This text, probably composed a few decades before the
Réconfort
, is obviously from an entirely different sphere of events and is consequently written on a level of style entirely different from that of the scene between the Seigneur du Chastel and his wife. In the latter, the issue is the life of an only child; in the
Quinze Joyes
it is a new dress. In the
Réconfort
there is true accord, a real partnership between man and wife; in the
Quinze Joyes
there is no trust between them, but each follows his own instincts, each observes the instincts of the other, not in order to understand them and meet them halfway but merely to exploit them for selfish purposes. The woman proceeds with great though childishly ingenuous skill; the man is cruder and less aware of what he is doing. But he too lacks the feeling which is an essential element in genuine love: the feeling for what can gladden the partner’s heart. The way he reacts to her concern over clothes might well irritate a less foolish woman, however much he may be in the right so far as the facts go. Finally, in the story of the du Chastels, the wife is the heroine. In the
Quinze Joyes
she is too, but not through the greatness and purity of her heart but through the superiority of her deceitfulness and energy in the eternal struggle which marriage is represented to be. The level of style differs correspondingly: the
Quinze Joyes
lacks any claim to an elevated tone; the dialogue between man and wife does not seek to render anything but the tone of an everyday conversation, and it is only in the introductory statements that an element of moral didacticism is present, which, however, derives much more from practical psychology and concrete experience than is usual in medieval moralizing. The ceremonious and ostentatious elevation which constitutes the class character of the
Réconfort
is in marked contrast to the frankly intermediate, bourgeois forms of expression and behavior in the conversation on the subject of the new dress.

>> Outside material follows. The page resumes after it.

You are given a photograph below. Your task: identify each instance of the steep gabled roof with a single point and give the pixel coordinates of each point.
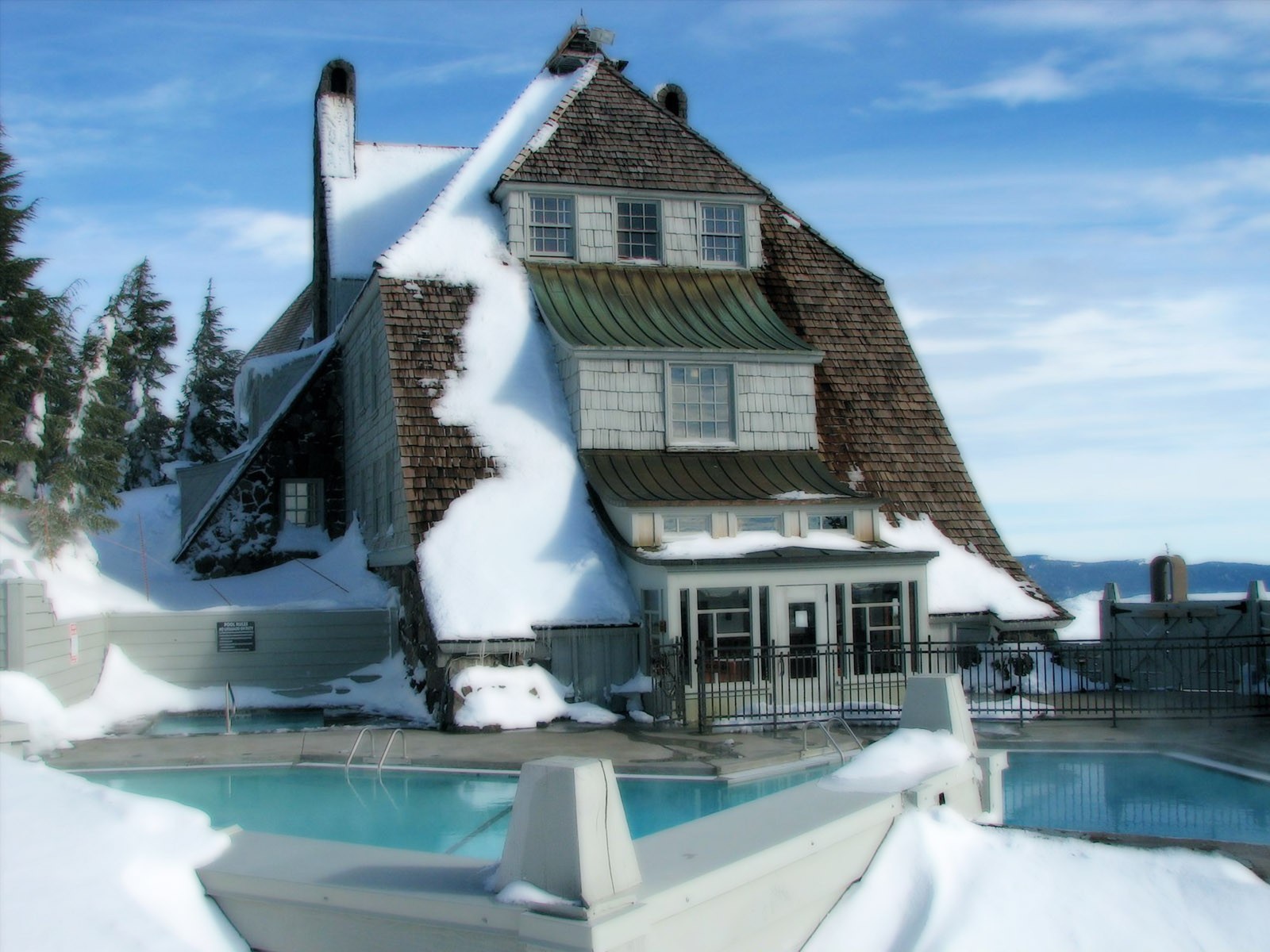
(876, 413)
(614, 136)
(290, 332)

And yet the historical approach shows that here two kinds of style are coming together. We said above that feudal literature in its heyday has nothing to show which is comparable in realism and domestic intimacy with the scene between the Seigneur du Chastel and his wife. A tragic problem, presented in a conversation at night between husband and wife, is something so direct that the old-fashioned ostentatious ornateness of the class-determined language, rather than lessen the impression of the human and the creatural, touchingly enhances it. On the other hand the subject which is treated in our scene from the
Quinze Joyes
—a woman who, at night in bed, talks her husband into a new dress—is really material for farce. But here the theme is
taken seriously; and not merely in its crudity and generality, by way of illustration and example, but in a concrete representation which is precise in its rendering of the nuances and details of the material and psychological situation. For although the author gave his work the form of a collection of exempla, it yet has nothing to do with the earlier, wholly unrealistic, purely didactic collections of exempla in the manner of the
Seven Wise Masters
or the
Disciplina Clericalis
; it is much too concrete for that. Nor has it anything to do with the farces; for that, it is much too serious. The little work, whose author is not known to us, is a very significant document in the history of the antecedents of modern realism. It renders everyday life or at least one of its most important spheres, that of marriage and family life, in all its sensory reality, and it takes this everyday subject seriously and indeed problematically. This seriousness, to be sure, is of a special type. In earlier times the misogynous and anticonnubial tendencies of clerical ethics had produced a kind of realistic literature which, with sullen and morose didacticism, enumerated all the miseries and dangers of marriage, family life, bringing up children, etc., tricking out its presentation with allegories and examples. These themes had been handled especially impressively, and at times most concretely, by Eustache Deschamps, who died at the beginning of the fifteenth century. From this tradition the author of the
Quinze Joyes
derived not only almost all the individual motifs of his work but also his half-moralizing, satirical, and more sullenly carping than tragically serious attitude toward his subject.